高まるシニアの労働力

55歳から64歳の日本のシニア起業家は2015年に63万人で、2005年から約7割増となっている。起業率は4%で、この数字は先進国(26か国)平均の4.6%と比べると低いが、10年前からの上昇幅は2ポイントあり、1.1ポイントだった先進国の平均より高くなっている。少子高齢化でシニア労働力への期待が高まっていることや、年金の受給開始年齢の引き上げに伴う将来に対する不安が背景にはあるようだ。しかし、実際に起業してみてどうなのか。その実態はよく分からないが、当然のこと悲喜こもごもだろう。

特に還暦と呼ばれる60歳を過ぎる頃になると、「生き方」が分からなくなってくることがある。こんなことを言うと、不本意ながら病に臥せっておられる方々や働きたくても働けずにおられる方々には叱られるだろうが、正直なところ、できるだけ長生きした方がいいのか、適当な時に人生を切り上げた方がいいのか分からなくなってくる。でも生命だけは自分でその長短を制御することもできない。高齢者が長生きするということは、良いことばかりではない。当然のことながら他人の重荷になることも出てくる。本当は生き続けることだけで尊いはずなのに、それを素直に喜べない自分がいる。

「与える」ことを意識する

しかし、「そんなことは考えなくていい」と作家の曽野綾子氏は産経新聞の「オピニオン」の中でいう(2018年6月20日付朝刊)。「生き続けているということは、その人に運命が『生きなさい』と命じていることだから。だから表面だけでも明るく日々を送って、感謝で人を喜ばせ、草一本でも抜くことや、お茶碗一個を洗うことで皆の役に立つ生活を考えればいい」。

もっとも、最近の風潮の中には、「他人から施しを受けるのは権利」としか考えれられないような人も多いのが現実だ。そんな人は、他人に与えることは損をすることだと思っている。どちらかと言えば比較的若い人に多いのかもしれないが、高齢者でも強欲な人は親戚や社会から与えられて当然という顔をする人もいる。

まあ、こういう人に出会ったときは、これまでの長い人生をどのようにして生きてきたのかと疑ってしまう。

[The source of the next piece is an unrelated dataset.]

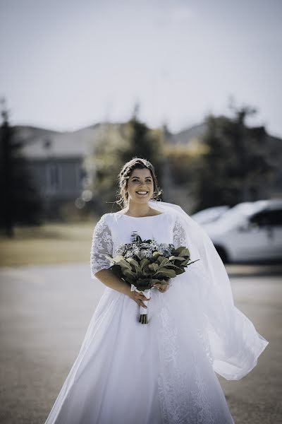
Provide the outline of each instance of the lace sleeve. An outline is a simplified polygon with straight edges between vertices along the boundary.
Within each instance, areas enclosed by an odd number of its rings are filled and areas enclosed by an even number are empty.
[[[173,226],[173,245],[176,249],[180,246],[186,245],[186,237],[185,230],[180,223],[176,220]]]
[[[91,278],[101,269],[107,269],[111,261],[104,254],[113,254],[113,240],[111,230],[106,222],[106,215],[103,215],[94,229],[90,253]]]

それぞれの境遇がそうさせるのか。しかし人間は生まれてから20歳近くまで人の世話になりながら大きくなるだけに、その後は多かれ少なかれ与える側に回るのが道理だろう。それを与えることを好まないというのは、「一人前ではない」というか、そもそも人間としての在り方が間違っているように感じられる。

失敗に共通する3つの原因

起業家が増えているということは、悲しいことだが失敗する例も増えているということでもある。その失敗の原因に共通していることは以下のことだそうだ。

一つ目は、本当に自分のやりたいことや、情熱を持って取り組めることで起業をしていないということだ。これは若い人と違って、経験を積んできたシニアであることのメリットを生かし切れていないのはもったいないが、今まで長年やってきた仕事のノウハウを過信しすぎるのも要注意だ。

二つ目は、過去の実績や肩書が忘れられない人も要注意だ。過去の実績は所属していた会社の看板があってこそ。「自分は部長をしていたのに」といった変なプライドは捨てなければ、誰もついてはきてくれない。

三つ目は、人の意見を聞かないということ。人は誰でも年を重ねれば、自己主張が強くなるものと思わなければならない。聞かれてもいないのに昔の自慢話をしていないか、同じことをくどくど繰り返していないか、自分ばかりしゃべって相手にしゃべらせていないなんてことはないか。そのような人は、自分が扱う商品(サービス)や市場についても大体が見えていない可能性が高い。

与える経営を広める

少し悪いイメージを強調しすぎたかもしれない。しかし、私は特にシニア起業家であれば、これまで当たり前とされてきた風潮を変えるというか、経営の中に人間本来の「与える」経営を広めることもできるのではないかと期待をしている。いわば、「儲けることを与えた後にする経営」だ。起業する目的は前に紹介した中でもあったように、将来不安に対することが大きいのかもしれないが、高齢者だからこそ人生最後のステージとして、それぞれに社会に還元する役割を見つめ直すことができるのではないかと思う。

これは呼吸と同じだ。息を吸ってばかりいると呼吸が浅くなり、空気があまり入ってこなくなる。あまりにそれが酷くなると、「過呼吸」ということになる。しかし、体の中にある空気を全部吐き出すつもりでまず息を吐き出せば、勝手に必要な量だけ空気が体の中に入ってくる。この循環を働くことにおいても証明することが、高齢者ができる一つの大きなテーマであるように思う。

難しいことのように思われるかもしれないが、曽野綾子氏がいう「少なくとも他人からどんなに世話を受けても、感謝を忘れなければ、相手に満足や嬉しさを贈るという形で与えている」ことがまずは基本になる。「それが成熟した人間の姿勢だ」とも話しておられるが、企業の活動の中でもまずはそこから始めればどうだろう。